York falls six places in league table

As if we’re below Lancaster


In an unprecedented and completely reliable turn of events, The Guardian’s 2016 League Table has seen York drop six places since last year.

York’s 2015 rank was 16th, and we have now plummeted to a dreadful 22nd.

Among those above us are our arch nemesis, Lancaster, and 21 other universities including Loughborough, Sussex and UEA.

Although it’s unclear how the likes of Heriot-Watt University (where? what? who called it that?) have managed to push us down to such a lowly position, we’ve still left Newcastle, Nottingham and Manchester in the dust.

York scored 85.9 on student satisfaction for course, and 88.8 for student satisfaction for teaching, while predictably Cambridge aced the table with 90.6 and 92.4 for those scores respectively.

Someone must be paying them to lie. Nobody can be that happy.

Granted, not a university building, but way cooler than Lancaster’s buildings anyway

Our “career after 6 months” score is just 74.7 compared to Lancaster’s more impressive 78.7.
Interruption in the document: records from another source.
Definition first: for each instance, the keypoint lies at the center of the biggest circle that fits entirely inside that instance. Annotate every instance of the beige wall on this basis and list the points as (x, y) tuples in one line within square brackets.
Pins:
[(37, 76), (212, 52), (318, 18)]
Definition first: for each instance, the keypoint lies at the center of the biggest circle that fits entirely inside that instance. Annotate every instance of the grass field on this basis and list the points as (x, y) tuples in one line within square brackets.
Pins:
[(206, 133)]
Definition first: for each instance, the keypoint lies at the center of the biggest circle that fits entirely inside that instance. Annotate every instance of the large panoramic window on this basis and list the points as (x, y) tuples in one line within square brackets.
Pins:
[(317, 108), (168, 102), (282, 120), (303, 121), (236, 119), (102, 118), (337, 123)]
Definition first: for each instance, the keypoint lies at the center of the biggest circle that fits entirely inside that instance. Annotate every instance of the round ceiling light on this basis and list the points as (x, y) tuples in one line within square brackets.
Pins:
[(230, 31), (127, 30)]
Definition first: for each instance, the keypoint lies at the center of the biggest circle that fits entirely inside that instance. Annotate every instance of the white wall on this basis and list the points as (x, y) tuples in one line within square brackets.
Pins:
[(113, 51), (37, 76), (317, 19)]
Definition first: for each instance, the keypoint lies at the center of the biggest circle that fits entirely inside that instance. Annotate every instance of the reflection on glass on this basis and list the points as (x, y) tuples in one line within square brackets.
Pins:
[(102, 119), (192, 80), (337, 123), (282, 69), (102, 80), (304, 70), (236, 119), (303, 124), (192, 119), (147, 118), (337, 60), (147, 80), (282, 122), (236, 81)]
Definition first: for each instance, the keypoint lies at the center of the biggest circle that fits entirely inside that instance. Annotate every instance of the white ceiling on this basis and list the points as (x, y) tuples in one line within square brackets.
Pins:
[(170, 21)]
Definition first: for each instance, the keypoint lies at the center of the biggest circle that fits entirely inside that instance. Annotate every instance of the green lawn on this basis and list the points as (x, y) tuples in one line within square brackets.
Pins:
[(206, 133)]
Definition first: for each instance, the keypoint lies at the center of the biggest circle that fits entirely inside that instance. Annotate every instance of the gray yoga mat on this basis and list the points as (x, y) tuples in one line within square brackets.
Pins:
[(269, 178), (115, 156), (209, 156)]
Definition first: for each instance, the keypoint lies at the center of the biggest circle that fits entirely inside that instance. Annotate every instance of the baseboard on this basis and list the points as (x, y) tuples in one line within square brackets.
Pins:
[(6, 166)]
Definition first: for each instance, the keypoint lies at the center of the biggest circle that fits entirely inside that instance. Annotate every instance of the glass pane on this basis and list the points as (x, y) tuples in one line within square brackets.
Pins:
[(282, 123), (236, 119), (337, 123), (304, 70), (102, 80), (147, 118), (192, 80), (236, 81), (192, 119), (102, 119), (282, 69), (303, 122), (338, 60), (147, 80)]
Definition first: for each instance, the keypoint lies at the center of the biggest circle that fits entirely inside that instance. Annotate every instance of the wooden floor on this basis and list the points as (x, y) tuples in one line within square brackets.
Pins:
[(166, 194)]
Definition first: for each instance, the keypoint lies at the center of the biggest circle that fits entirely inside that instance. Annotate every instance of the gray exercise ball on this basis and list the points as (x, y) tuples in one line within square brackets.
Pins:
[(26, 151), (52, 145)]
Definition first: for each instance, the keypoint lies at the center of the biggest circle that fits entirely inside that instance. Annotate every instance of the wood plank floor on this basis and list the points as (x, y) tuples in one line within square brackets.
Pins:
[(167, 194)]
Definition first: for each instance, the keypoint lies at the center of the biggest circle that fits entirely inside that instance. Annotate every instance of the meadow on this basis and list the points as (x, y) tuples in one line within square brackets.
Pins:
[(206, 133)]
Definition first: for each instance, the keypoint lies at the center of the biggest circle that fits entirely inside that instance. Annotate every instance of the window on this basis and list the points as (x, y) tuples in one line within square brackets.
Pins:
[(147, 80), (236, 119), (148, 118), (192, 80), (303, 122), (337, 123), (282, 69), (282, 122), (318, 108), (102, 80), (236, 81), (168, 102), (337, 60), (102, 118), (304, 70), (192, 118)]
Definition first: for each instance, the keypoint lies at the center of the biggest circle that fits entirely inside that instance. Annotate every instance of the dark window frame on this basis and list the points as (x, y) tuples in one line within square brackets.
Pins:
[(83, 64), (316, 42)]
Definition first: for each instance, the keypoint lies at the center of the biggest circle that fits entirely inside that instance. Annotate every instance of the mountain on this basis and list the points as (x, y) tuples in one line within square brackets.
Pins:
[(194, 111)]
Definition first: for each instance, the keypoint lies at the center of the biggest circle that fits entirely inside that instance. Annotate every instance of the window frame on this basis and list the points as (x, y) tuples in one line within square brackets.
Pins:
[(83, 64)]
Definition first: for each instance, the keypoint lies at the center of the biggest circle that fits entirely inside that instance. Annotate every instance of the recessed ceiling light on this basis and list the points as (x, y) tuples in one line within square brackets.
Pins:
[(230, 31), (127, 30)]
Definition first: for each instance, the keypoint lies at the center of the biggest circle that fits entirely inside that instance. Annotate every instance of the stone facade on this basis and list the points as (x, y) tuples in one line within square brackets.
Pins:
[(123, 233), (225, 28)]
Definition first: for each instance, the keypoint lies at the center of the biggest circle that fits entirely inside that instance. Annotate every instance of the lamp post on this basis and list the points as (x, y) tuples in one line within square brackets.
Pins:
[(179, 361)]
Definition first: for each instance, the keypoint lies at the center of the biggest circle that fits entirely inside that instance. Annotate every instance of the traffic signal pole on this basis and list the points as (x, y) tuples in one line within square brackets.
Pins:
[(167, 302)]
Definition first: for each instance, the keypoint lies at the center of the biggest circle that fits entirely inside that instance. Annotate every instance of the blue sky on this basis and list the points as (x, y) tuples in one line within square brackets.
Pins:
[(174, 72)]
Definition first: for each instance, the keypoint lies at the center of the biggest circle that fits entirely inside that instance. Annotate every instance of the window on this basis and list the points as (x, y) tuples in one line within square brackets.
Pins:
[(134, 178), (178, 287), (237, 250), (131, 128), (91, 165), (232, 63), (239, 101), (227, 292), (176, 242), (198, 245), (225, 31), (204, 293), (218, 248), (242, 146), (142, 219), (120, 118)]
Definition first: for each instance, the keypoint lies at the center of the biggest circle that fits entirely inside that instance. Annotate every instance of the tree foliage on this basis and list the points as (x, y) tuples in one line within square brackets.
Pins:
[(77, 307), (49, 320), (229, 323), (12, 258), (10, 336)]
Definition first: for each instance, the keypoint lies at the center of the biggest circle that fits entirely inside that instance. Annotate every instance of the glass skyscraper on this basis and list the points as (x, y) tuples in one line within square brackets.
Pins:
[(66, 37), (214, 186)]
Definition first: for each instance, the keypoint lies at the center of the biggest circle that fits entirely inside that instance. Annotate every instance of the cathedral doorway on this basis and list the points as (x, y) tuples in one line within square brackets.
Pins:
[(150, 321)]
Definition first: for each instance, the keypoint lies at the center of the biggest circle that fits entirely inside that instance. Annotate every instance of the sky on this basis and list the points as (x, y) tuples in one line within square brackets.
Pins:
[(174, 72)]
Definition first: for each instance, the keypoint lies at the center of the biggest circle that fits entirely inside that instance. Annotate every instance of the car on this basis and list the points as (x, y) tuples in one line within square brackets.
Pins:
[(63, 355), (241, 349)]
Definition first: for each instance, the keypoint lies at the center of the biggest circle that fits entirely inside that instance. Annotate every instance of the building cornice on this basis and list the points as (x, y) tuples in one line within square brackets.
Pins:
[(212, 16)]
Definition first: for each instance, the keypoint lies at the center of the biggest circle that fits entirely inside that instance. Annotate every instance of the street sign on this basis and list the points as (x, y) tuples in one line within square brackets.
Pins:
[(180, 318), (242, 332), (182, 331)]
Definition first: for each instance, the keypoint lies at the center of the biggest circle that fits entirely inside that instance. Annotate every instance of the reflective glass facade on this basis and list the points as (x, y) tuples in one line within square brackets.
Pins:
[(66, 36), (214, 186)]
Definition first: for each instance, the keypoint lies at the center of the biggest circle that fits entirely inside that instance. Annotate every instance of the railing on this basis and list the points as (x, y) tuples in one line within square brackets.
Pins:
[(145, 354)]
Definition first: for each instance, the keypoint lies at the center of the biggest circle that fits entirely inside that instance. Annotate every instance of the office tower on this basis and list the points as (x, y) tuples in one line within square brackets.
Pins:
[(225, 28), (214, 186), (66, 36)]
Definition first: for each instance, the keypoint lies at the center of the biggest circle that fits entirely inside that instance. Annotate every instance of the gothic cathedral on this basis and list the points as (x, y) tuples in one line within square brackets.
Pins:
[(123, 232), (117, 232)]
Apparently, LSE is also failing in its most important field. Portsmouth, UEA and Kent are allegedly better universities to go to for Economics than the London School of Economics. Seems legit.

It’s also generally not very clear how they actually work out this stuff. The category named “Average Entry Tariff” is naturally going to put Cambridge at the top of every table, which seems totally fair and reasonable. Not.

Overall, what must be remembered here is the most important category: “waterfowl density,” in which we’d undoubtedly excel.

And “university building that looks most like a spaceship?” Hell yeah.